Alipay Wallet Moves In On City Service Payments

Alibaba’s affiliate mobile wallet Alipay has launched a new service that allows users to pay municipal fees in 12 Chinese cities, Tech In Asia reported Wednesday (April 22).

This marks the latest round in the ongoing battle between China’s tech giants to try to gain control of one of the world’s fastest growing mobile payments markets.

Last January, chat service WePay — backed by Alibaba’s mobile rival Tencent — rolled out an extremely similar feature set vis-a-vis municipal payments.
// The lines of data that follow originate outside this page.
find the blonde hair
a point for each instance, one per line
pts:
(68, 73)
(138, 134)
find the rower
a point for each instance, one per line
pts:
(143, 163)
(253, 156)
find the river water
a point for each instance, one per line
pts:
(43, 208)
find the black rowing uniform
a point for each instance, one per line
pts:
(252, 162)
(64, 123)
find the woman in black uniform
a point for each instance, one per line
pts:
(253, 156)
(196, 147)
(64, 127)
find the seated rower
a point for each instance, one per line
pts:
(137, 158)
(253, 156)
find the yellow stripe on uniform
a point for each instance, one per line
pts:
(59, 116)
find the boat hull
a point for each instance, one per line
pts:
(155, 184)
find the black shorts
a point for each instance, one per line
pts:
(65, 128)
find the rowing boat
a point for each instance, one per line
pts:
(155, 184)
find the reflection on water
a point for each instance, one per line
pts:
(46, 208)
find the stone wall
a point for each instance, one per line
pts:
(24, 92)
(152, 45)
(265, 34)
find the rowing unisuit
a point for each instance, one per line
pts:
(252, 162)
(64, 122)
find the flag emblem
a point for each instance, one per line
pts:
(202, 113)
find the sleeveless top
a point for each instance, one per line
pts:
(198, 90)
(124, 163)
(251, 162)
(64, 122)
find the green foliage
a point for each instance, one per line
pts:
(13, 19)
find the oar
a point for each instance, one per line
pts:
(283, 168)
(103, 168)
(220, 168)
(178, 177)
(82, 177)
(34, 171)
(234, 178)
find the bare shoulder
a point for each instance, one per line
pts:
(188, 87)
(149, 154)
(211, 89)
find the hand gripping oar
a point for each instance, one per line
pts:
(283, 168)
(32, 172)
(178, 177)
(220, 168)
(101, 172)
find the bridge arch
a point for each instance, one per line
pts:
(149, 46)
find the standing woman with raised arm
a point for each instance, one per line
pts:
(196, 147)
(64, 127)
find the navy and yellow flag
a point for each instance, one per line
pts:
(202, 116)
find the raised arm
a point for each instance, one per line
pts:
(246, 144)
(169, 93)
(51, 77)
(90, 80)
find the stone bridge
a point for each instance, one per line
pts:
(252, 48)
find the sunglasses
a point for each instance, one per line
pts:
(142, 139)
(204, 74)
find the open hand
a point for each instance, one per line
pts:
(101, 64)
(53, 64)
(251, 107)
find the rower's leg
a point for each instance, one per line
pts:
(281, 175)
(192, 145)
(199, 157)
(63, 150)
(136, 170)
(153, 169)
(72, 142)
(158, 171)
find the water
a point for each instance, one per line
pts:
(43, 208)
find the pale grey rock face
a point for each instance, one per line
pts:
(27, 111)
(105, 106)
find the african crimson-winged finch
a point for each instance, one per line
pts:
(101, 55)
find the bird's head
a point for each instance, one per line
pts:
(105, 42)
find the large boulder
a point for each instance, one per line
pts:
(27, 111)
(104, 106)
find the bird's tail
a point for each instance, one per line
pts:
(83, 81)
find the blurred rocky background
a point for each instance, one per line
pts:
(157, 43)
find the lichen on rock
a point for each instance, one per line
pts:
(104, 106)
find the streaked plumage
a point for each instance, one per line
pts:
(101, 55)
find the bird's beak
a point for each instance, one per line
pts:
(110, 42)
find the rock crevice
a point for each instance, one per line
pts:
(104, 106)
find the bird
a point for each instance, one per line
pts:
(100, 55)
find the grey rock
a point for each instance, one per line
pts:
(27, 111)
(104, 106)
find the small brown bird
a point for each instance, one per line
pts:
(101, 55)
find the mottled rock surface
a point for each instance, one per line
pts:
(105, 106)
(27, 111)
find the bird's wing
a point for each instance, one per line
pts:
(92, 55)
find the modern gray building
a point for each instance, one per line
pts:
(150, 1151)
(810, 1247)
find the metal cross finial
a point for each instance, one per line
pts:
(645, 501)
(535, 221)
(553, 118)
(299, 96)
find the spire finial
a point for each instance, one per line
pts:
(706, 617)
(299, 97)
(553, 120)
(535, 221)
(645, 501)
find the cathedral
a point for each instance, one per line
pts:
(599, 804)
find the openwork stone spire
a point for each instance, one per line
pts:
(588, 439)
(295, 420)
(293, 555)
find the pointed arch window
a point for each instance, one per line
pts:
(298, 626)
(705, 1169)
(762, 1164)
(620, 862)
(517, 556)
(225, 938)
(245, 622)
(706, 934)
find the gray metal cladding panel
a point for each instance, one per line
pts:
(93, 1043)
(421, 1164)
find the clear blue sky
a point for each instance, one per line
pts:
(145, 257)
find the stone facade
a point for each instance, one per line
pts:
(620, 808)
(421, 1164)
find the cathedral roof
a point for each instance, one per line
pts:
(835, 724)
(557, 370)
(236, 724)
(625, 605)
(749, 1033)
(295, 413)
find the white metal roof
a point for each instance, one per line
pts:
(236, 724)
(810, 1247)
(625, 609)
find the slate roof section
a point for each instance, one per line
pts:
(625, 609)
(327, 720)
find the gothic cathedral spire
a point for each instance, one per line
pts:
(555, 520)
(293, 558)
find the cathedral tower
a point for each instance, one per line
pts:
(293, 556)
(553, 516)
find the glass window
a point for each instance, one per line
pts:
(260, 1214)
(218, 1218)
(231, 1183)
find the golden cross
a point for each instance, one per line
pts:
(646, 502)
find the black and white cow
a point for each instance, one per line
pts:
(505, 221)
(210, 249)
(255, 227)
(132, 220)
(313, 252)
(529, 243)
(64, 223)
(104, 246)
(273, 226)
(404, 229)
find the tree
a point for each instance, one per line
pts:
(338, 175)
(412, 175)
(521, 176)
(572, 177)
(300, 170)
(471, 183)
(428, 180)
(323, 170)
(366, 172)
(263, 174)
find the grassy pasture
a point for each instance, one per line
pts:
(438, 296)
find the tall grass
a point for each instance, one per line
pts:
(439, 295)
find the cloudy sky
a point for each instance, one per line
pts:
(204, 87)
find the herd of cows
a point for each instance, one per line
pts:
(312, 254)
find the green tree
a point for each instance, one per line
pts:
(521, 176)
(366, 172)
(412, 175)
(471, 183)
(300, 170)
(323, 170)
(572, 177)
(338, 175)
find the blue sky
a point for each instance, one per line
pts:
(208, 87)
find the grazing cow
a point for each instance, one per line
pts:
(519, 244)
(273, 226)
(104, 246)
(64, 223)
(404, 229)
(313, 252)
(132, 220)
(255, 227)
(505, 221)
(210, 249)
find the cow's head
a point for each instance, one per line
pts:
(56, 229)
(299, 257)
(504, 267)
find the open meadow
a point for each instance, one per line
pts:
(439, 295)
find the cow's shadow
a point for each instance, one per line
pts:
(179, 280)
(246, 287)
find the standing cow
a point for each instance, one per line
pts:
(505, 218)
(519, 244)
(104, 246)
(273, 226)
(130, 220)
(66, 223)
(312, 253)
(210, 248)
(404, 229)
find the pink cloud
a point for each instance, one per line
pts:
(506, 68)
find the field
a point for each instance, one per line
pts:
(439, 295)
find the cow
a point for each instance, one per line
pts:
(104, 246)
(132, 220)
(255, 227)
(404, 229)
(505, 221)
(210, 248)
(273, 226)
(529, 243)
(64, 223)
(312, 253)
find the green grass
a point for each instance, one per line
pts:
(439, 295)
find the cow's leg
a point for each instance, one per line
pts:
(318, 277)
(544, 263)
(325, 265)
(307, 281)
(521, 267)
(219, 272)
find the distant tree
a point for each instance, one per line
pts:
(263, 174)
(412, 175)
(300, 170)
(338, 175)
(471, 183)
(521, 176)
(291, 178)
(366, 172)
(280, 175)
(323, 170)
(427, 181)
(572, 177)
To use the Alibaba version, users can click on a new “City Services” tab inside their Alibaba Wallet that pulls up a menu. That menu that gives consumers the option of booking medical appointments, paying parking tickets, buying gas or settling utility bill. The service set also allows users to look up traffic information and public transportation schedules as well as manage various bureaucratic tasks.

Though the service has gotten off the ground in a dozen cities to start, Ant Financial – the Alibaba affiliate that technically owns Alipay – says it intends to continue that rollout to 50 Chinese cities by the end of 2015.
Though these services are not themselves revenue generators for either Alibaba or Tencent – both firms are pursuing an investment into a consumer base that has become so habituated to mobile payments that they are more easily steered to those products and services that are revenue generators for both firms. In Alibaba’s case, the obvious path is toward it’s eCommerce empire on sites like Taobao and Tmall.